PEORIA, Ariz. -- As Spring Training hits its final two-week run, young right-hander Blake Beavan turned up his game in the race for a rotation spot by tossing six strong innings in Sunday's 4-3 win over the Rangers.

Beavan, who won 11 games for Seattle last year, gave up just three hits and one run and lowered his Cactus League ERA to 3.86. He threw 61 pitches in the game, then went to the bullpen to throw another simulated inning and get his final count up to 80.

Beavan is competing with veterans Jon Garland and Jeremy Bonderman as well as fellow youngsters Erasmo Ramirez and Brandon Maurer for the final two starting spots. He understands the situation, but is focused on refining his delivery after adjusting his arm angle to get more downward force this spring.

"Obviously you notice if somebody is doing really good and you're going for the same job, but at the same time you can't get too much into it," said the 23-year-old Texan. "You want to compete and that's why there are veterans in every camp and younger guys pushing other young guys."

Manager Eric Wedge was impressed with Beavan's outing Sunday, even if the Rangers' split-squad lineup included mostly Minor Leaguers. He acknowledged the rotation situation is getting heated.
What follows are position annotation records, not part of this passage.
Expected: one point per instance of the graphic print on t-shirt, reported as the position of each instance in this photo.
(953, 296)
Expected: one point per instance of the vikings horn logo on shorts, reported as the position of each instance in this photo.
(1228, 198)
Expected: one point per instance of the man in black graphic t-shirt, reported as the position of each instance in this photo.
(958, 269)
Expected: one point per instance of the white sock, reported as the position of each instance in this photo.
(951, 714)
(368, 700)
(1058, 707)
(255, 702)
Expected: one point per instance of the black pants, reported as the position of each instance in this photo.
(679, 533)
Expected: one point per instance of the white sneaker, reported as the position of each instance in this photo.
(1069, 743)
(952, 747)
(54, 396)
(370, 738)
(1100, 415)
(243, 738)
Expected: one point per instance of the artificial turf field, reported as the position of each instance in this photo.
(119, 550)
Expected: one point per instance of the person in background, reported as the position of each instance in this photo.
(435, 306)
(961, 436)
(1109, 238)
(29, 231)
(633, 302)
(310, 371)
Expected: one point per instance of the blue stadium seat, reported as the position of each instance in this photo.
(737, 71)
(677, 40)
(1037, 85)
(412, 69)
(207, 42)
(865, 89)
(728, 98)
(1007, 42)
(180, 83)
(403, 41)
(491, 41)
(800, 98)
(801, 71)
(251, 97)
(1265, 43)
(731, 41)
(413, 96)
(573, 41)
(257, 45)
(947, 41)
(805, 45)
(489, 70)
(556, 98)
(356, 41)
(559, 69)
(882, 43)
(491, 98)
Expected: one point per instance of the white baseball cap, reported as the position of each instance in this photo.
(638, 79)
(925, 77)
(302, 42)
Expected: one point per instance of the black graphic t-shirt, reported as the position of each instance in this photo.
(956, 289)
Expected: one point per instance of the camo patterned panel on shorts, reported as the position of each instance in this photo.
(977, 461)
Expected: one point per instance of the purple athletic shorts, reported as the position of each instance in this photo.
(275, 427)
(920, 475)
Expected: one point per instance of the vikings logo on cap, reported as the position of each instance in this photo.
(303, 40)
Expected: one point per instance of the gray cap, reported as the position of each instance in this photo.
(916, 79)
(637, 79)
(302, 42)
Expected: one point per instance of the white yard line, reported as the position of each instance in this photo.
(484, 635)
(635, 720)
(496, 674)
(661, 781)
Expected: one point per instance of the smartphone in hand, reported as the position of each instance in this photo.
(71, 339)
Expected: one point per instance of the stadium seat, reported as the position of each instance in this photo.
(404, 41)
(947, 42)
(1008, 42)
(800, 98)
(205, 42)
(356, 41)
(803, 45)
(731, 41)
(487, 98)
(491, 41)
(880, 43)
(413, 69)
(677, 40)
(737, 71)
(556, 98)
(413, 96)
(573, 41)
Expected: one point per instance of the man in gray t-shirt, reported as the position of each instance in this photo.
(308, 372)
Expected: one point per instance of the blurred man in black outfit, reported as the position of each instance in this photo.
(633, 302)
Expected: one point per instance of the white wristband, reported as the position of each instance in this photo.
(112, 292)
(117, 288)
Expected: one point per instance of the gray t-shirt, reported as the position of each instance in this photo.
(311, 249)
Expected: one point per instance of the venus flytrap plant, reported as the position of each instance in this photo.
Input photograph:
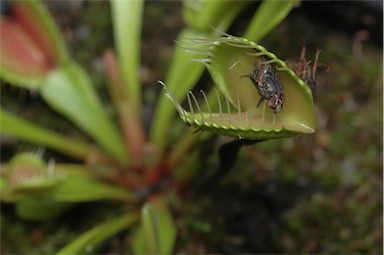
(229, 59)
(33, 56)
(123, 169)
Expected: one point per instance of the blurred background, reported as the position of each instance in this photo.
(314, 194)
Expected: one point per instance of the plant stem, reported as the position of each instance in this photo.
(129, 118)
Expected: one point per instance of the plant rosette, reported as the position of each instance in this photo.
(237, 107)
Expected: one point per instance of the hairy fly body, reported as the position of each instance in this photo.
(268, 85)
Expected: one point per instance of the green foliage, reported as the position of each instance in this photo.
(122, 161)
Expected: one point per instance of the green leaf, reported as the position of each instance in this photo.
(157, 232)
(81, 186)
(87, 242)
(13, 125)
(127, 18)
(229, 59)
(182, 75)
(268, 16)
(217, 14)
(69, 91)
(41, 209)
"Everybody knows where we're at and what we're looking for and where the competition is," Wedge said. "That's what it's all about, especially when you get to the last couple weeks here in March. We're into that already, so it should be a lot of fun here as we work down the stretch."

Beavan knows what he's up against.

"With us, we have Garland and Bonderman and Maurer is still over here and a bunch of other guys. So it's a good mix of different kinds of pitchers just going out there battling," he said. "That's always good to have that kind of pressure on you to go out there with a little more edge instead of just going out and working on things.

"For me, I am going out there and working on things, but I'm also competing for a job. If I can just get my fastball where I need to get it, everything else will take care of itself."